Про хитрость ведали и встарь:
Убил раз цаплю пономарь,191
Снес женушке ее тотчас
И строгий отдает наказ —
Зажарить к ужину тайком:
Придет священник вечерком.
Не долго думала жена:
На вертел дичь водружена,
И вкусный запах, как назло,
Вмиг облетает все село.
Соседке невтерпеж узнать,
Что дух тот может означать.
Вбегает: «Цапля! Вот так раз!
Отведаем ее сейчас!»
А пономарша тетке: «Нет!
Как мужу мне держать ответ?»
«А! Что-нибудь ему сбрехни!»
И вот уж за столом они —
Вдвоем на кухне — для порядка
Съедают цаплю без остатка,
С вечерни пономарь домой
Ведет священника с собой
И женушке кричит: «Встречай!
На стол скорее накрывай!»
«А что нести мне, муженек?»
«Да цаплю! Разве невдомек?»
«Какую цаплю? Вот те на!
Тебе привиделась она!»
Муж со стыда сгореть готов —
От злости не хватает слов;
Уводит гостя он в кабак,
Честя супругу так и сяк.
Хозяйка же хитра, ей-ей,
Бежит к соседушке своей
И говорит: «Беда! Ахти!
Теперь мне шкуры не спасти!»
Та утешает: «Я, любя,
Стерпеть готова за тебя:
Уж коли надо отвечать,
Я лягу на твою кровать».
Случилось все по уговору:
Приходит муж в ночную пору
И, проучить желая женку,
Хватает за косы бабенку.
Как та ни билась, ни визжала,
А тумаков снесла немало.
Наутро пономарь встает —
Жена за прялкою поет.
Он ей: «Ну, как?
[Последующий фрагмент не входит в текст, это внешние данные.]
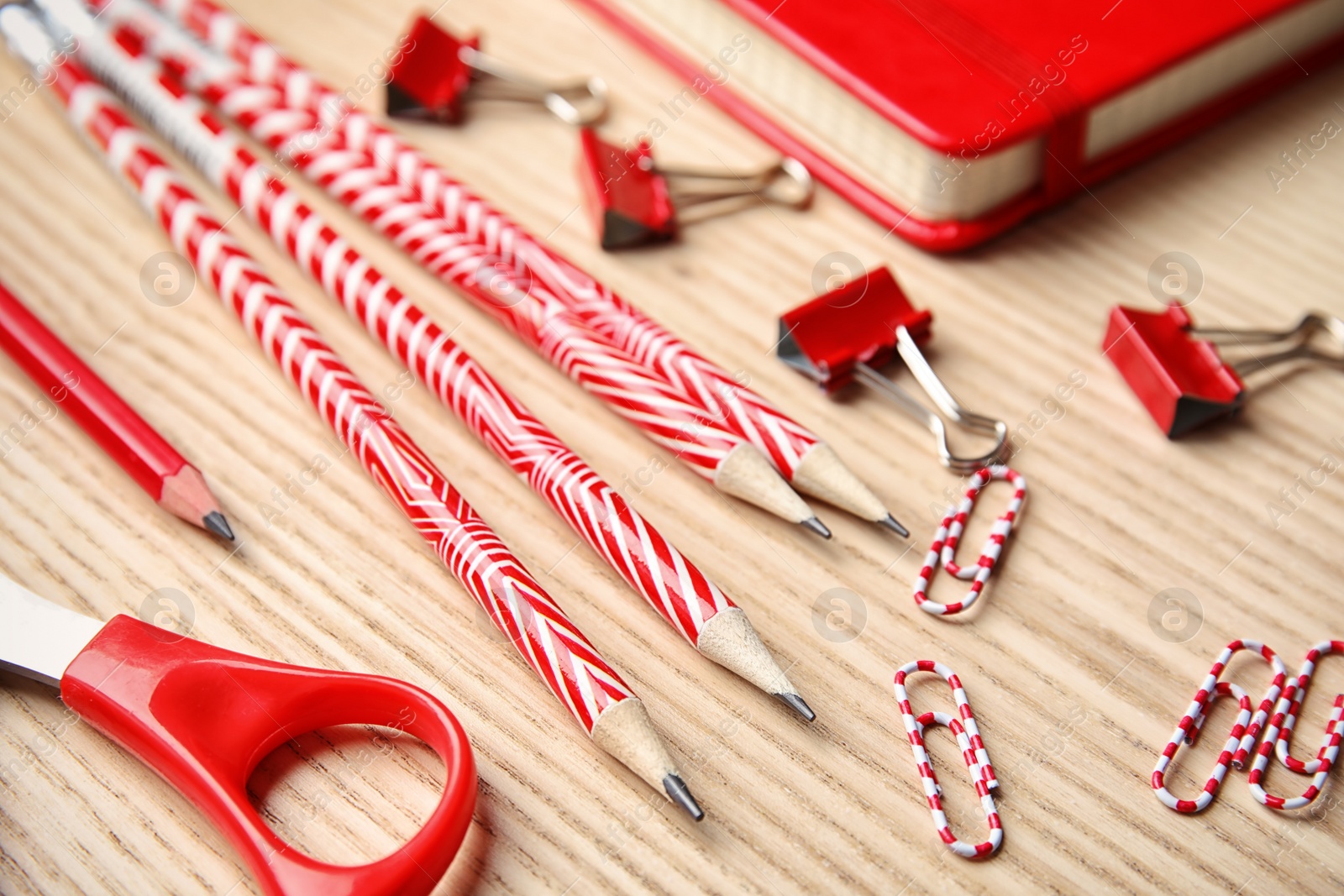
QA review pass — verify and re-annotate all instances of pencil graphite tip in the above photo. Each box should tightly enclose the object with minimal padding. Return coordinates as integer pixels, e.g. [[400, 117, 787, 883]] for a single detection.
[[663, 775, 704, 820], [798, 516, 831, 538], [878, 513, 910, 538], [774, 693, 817, 721], [200, 511, 234, 542]]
Досталось цапли?»
«Да не попало мне ни капли!»
«Я ж глаз тебе подбил, сдается?»
Жена ни в чем не признается:
Гляди хоть сзаду, хоть с боков —
Нигде не видно синяков.
Тут пономарь и впрямь решил,
Что цапли он не приносил,
И говорит: «Прости, жена!
Ты и правдива и скромна».
Поддастся хитрой бабе так
Не раз доверчивый простак.
Глядите в оба наперед! —
Совет мужьям Ганс Сакс дает.
Я назову три смерти кряду,
Которым все бывают рады;
Но в каждой смерти в свой черед
Бывает скверный оборот,
Когда готов рыдать в печали
Тот, кто был смерти рад вначале.
Весьма отрадна смерть попа.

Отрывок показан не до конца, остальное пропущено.